Compiled By Yaffa Klugerman
December 30, 2009
A major change to Alabama's Prepaid Affordable College Tuition program is causing widespread outrage among contract holders.
WAFF 48 News reports that yesterday, the PACT board approved a plan that would pay a fixed amount of tuition beginning in fall 2010. The amount would be determined annually based on earnings from the program's investments, rather than the rising cost of tuition. Students attending universities with higher-than-average tuition costs would immediately see a financial gap.
"You can't change the terms of the contract when one party of the contract is not in agreement to it," protested Patti Lambert, president of Save Alabama PACT, who was quoted by WAFF. She predicted that many parents will pursue lawsuits as a result.
"Now a class action is possible because there is going to be injury," she told WAFF. "The [estimated] $500 to $550 gap that will be charged to parents, they'll have damages, they'll have every right to sue."

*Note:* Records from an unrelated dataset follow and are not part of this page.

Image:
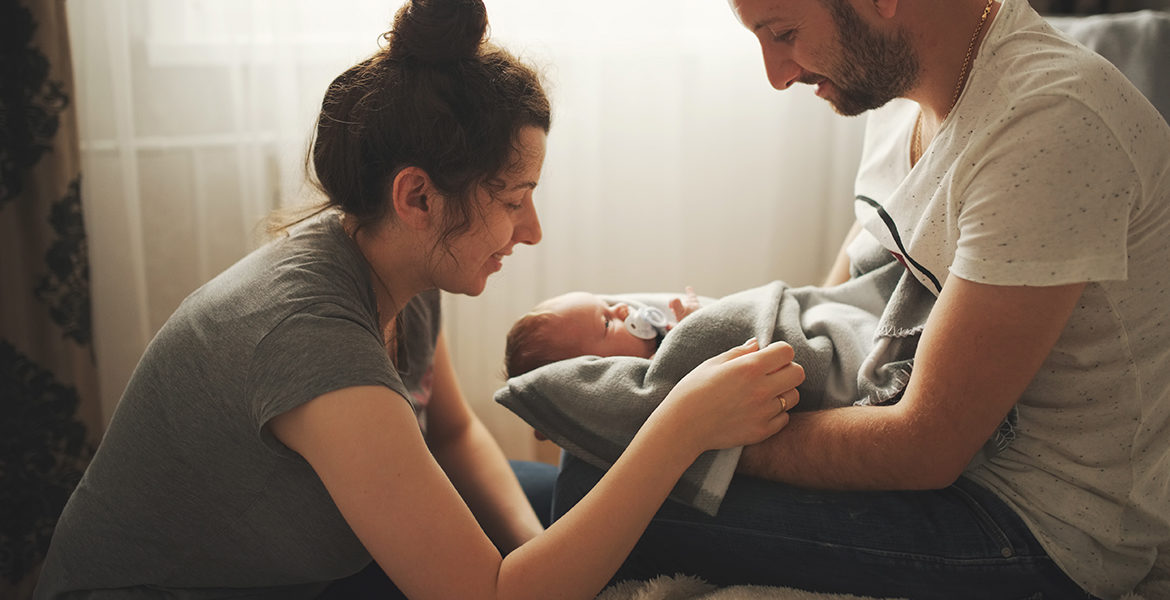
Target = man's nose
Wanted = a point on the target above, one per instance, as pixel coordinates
(782, 70)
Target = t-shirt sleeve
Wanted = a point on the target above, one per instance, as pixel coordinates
(310, 353)
(1047, 199)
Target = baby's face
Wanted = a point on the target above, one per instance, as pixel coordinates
(587, 325)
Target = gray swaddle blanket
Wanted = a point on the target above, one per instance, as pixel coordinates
(592, 406)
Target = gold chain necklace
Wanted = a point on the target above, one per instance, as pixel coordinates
(916, 150)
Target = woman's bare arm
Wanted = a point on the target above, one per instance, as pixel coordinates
(474, 462)
(365, 446)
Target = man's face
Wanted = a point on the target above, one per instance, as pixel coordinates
(827, 43)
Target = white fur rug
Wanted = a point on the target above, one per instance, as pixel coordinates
(682, 587)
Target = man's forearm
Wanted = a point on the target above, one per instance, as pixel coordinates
(851, 448)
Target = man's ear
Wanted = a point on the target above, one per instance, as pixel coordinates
(413, 197)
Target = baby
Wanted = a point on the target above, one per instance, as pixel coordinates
(580, 323)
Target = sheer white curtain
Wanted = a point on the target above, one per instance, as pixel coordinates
(670, 161)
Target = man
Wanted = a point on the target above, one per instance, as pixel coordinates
(1025, 184)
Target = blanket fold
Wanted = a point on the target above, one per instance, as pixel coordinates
(855, 343)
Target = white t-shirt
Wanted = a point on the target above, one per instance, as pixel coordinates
(1052, 169)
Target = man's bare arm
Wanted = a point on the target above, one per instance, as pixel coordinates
(982, 346)
(839, 273)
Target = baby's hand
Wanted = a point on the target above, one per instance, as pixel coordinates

Lambert told the Associated Press that Save Alabama PACT had been pushing lawmakers to pass a bill next month guaranteeing tuition for PACT participants. Yesterday's move by the board, she noted, seemed designed to undercut those efforts.

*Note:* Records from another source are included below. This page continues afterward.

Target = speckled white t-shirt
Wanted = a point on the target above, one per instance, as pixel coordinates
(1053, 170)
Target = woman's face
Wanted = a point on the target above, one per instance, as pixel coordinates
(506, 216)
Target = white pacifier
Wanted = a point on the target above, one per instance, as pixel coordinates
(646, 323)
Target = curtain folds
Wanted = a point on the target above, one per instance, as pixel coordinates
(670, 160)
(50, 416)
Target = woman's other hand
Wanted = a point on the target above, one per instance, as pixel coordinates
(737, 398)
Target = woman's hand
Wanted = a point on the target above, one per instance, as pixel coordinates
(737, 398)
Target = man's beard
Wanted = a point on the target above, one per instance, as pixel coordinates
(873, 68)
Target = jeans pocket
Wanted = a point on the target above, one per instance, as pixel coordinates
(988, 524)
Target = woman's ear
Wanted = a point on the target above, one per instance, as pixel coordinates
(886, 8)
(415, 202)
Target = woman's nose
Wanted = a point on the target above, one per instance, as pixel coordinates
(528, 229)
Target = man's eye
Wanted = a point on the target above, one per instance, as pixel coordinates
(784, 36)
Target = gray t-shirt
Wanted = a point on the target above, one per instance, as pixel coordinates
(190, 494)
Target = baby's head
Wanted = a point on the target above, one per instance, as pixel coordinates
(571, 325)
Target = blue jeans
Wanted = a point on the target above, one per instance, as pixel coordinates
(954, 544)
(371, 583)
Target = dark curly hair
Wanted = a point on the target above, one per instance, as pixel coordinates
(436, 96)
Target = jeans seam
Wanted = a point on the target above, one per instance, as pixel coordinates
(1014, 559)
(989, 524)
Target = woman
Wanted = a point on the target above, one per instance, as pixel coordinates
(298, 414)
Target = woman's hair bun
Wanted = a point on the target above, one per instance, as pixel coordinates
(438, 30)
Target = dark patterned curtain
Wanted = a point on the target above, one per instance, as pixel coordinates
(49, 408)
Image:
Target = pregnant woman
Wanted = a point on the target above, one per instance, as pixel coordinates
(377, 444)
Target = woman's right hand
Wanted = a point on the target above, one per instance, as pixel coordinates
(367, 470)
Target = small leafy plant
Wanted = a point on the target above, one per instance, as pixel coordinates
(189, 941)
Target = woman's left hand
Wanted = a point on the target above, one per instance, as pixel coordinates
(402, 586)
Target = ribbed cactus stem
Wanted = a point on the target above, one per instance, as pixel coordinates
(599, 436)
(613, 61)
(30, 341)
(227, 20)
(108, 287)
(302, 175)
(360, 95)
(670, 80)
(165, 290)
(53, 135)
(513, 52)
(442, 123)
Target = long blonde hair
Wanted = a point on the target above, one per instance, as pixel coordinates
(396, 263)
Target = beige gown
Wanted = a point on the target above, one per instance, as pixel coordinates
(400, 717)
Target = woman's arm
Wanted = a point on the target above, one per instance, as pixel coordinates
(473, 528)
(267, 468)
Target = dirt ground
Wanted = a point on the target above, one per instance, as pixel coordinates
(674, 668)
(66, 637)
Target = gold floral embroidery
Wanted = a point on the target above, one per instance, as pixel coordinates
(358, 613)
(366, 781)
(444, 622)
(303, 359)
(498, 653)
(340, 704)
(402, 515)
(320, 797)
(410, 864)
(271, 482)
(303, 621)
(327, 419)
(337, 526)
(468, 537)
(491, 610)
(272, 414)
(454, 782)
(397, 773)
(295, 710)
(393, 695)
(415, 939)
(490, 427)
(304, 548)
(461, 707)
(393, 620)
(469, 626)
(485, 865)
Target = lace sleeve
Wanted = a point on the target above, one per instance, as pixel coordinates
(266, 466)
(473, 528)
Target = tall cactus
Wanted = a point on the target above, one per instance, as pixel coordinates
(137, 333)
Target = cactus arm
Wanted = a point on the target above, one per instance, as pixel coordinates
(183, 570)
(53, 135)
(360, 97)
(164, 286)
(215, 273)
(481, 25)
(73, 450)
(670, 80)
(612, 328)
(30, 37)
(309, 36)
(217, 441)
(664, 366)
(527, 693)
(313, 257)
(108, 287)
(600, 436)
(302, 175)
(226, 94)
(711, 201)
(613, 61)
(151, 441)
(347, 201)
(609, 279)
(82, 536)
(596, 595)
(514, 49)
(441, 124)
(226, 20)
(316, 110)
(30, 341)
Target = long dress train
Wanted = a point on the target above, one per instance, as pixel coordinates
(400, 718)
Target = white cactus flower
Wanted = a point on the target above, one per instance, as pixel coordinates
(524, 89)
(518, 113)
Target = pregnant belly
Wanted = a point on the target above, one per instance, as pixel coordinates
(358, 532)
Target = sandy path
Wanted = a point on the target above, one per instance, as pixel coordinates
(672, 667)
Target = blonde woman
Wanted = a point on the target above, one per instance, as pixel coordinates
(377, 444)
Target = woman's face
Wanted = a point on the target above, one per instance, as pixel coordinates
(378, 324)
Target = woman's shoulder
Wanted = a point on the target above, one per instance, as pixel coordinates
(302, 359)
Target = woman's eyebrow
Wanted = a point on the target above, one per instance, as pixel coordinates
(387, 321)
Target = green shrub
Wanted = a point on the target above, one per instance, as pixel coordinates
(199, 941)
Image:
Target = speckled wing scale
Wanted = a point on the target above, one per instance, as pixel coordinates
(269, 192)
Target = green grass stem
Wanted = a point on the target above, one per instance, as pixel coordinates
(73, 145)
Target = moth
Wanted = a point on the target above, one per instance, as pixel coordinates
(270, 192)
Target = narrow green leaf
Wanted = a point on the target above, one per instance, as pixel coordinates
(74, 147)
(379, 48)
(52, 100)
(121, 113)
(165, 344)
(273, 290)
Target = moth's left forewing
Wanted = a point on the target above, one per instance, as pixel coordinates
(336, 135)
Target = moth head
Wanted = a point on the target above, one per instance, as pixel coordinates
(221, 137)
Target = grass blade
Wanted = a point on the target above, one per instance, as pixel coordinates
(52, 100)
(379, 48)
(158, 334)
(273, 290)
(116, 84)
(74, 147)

The beleaguered PACT plan was originally touted as a way to lock in tuition rates years in advance, with the assurance that the state would eventually cover full tuition at state universities to plan participants. But when tuition costs skyrocketed and the economic downturn devalued the plan's assets, it became clear that the fund could only meet its obligations through 2014. As a result, PACT board members were forced to seek alternatives.
Earlier this month, State Treasurer Kay Ivey announced a plan to divide assets in the PACT fund among Alabama universities in exchange for guaranteed paid tuition for PACT participants. But the universities never agreed to her plan, and the Gadsden Times reported that universities had no consensus on how to handle the situation.
"Is there a solution everyone agrees with right now? No," said Carol Garrison, president of the University of Alabama at Birmingham and president of the Council of College and University Presidents, who was quoted by the Gadsden Times. "We also recognize the problem cannot be placed on the backs of universities to solve."
The Alabama PACT woes are unfortunately not unique. Prepaid tuition plans in other states, including Texas and Pennsylvania, are seeing similar financial setbacks.